私が科学者ギルドに入ろうとすると、クリンがそう言い出した





「え? 中まで着いてこないの? 」





「いやぁ....僕って商人ですし、あまり他職のギルド行くのは良くないかなと思いまして」





クリンによると、他職のギルドに入るのはあまり良くない行為らしい。明言はされていないマナー、暗黙の了解みたいな事だろうか? 





「そう、じゃあ行ってくる」





扉をくぐり、周囲を見渡す。科学者ギルドの中は人が見当たらず、薬品特有の香りが充満し、何やら寂しげな空気感が部屋の隅々まで漂っていた





「すみませーん、ギルドの登録がしたいんですけど、誰か居ませんかー?」





私が大きな声で部屋中に呼びかけてみると、部屋の隅で、ナニカがもぞりと動いた。私は恐る恐る、もぞりと動いたナニカに近づく





「おぉ....イノシシか、久し振りに見たな....美味しそう」





ちょうど触れるぐらいの距離まで近づいた。部屋の隅にいたのは小さな猪だった。生きた猪を見るのは昔山で迷子になった時以来だ。あの時は本当、死んでしまうかと思った。

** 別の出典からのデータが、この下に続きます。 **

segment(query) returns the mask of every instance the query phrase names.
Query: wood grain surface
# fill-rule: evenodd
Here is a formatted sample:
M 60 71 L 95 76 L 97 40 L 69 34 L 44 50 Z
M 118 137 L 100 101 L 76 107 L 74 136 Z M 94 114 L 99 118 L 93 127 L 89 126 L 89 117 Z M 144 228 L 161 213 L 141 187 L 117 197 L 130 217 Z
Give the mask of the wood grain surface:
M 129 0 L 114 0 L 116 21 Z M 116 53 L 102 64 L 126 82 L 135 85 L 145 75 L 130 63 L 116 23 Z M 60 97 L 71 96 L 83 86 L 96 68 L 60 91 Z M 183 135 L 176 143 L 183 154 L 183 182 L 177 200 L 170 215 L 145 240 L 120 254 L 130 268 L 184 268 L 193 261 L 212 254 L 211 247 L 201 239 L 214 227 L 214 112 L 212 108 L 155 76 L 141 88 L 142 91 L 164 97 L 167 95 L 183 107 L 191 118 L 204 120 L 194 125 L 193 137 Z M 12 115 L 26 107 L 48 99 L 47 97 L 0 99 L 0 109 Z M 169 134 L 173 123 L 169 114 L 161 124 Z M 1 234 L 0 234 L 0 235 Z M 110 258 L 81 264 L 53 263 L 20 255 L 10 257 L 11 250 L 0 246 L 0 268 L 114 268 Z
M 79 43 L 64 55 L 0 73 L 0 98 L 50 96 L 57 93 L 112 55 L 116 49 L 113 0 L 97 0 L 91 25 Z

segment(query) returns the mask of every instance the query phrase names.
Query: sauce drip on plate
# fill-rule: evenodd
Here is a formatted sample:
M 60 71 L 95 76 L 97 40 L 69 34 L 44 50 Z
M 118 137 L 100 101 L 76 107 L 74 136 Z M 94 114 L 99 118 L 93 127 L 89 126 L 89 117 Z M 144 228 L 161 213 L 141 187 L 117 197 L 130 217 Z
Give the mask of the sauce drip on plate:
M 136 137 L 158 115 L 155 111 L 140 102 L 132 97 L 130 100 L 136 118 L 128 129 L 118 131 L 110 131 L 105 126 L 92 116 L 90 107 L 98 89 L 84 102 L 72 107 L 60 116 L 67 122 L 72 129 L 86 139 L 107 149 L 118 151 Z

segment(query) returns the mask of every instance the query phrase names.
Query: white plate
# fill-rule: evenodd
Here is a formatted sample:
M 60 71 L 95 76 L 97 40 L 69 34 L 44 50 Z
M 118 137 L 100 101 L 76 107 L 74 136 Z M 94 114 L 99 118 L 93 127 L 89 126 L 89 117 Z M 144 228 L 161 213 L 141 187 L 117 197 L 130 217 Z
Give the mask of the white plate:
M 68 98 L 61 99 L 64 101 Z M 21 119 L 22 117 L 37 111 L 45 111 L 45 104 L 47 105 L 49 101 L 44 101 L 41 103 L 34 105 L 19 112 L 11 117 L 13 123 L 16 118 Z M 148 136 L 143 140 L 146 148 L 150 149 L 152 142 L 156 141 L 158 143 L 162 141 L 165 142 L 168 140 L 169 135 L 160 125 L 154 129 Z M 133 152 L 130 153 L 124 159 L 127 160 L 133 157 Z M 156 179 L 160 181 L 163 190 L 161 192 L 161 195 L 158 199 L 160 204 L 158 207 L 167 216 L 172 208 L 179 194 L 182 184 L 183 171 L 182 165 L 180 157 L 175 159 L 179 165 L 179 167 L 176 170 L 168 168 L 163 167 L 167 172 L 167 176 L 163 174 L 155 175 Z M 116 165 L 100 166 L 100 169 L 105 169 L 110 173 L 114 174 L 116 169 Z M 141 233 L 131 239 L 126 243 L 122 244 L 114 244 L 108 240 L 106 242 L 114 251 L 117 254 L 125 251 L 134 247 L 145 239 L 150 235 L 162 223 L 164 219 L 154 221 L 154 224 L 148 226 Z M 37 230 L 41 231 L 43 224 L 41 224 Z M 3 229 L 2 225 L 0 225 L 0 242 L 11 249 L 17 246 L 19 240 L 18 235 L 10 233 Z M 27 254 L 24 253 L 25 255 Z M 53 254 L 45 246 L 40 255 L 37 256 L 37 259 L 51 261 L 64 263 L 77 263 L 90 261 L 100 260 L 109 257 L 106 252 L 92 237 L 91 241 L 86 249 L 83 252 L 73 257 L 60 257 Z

血抜きをしてない獣肉は不味くて食えたもんじゃ無かったし、2、3日程度で救助の人に見つけて貰ったから良かったものの、もし見つけてもらえていなかったらと思うとゾッとする





それはさておき、この猪、サイズ的に多分子供の猪だ。私は猪をじっと観察する。何故こんな所で自由にしているのだろうか? 実験動物として檻の中に入れられているならともかく、何故?





そう考えていると、猪と目が合った





猪は私を見るなりキィーキィーと鳴き始めた。敵として認識したのか、威嚇をしている





「【威圧+1】....よし、静かになった」





私は猪の鳴き声がうるさかったので、威圧を発動し、猪を萎縮させる。部屋の隅で動かなくなったが、多分死んではいないと思う






私は今までスキルを発動する際、思念操作で発動していたのだが、今回試しにスキル名を声に出して威圧を発動してみると、かなり楽にスキルを発動できた





今まで私は、スキル名を頭の中で強く意識してスキルを発動していた為、ほぼ毎回、精神的に、軽めの疲労感を感じていが思念操作を常用していた事が原因だったらしい





これからは思念操作とスキル名を声に出す方法、両方を使い分けて、負担を少しでも軽減しておこう





「あのー....ウリ助を捕まえるの手伝ってくれてありがとうございます。それで科学者ギルドにどのようなご用でしょうか? 」





私がスキルについて考えていると、先ほど動かなくなった猪を両手で抱えながら、白衣を着用した茶髪の女性が私の目の前に突然現れ、話しかけてきた。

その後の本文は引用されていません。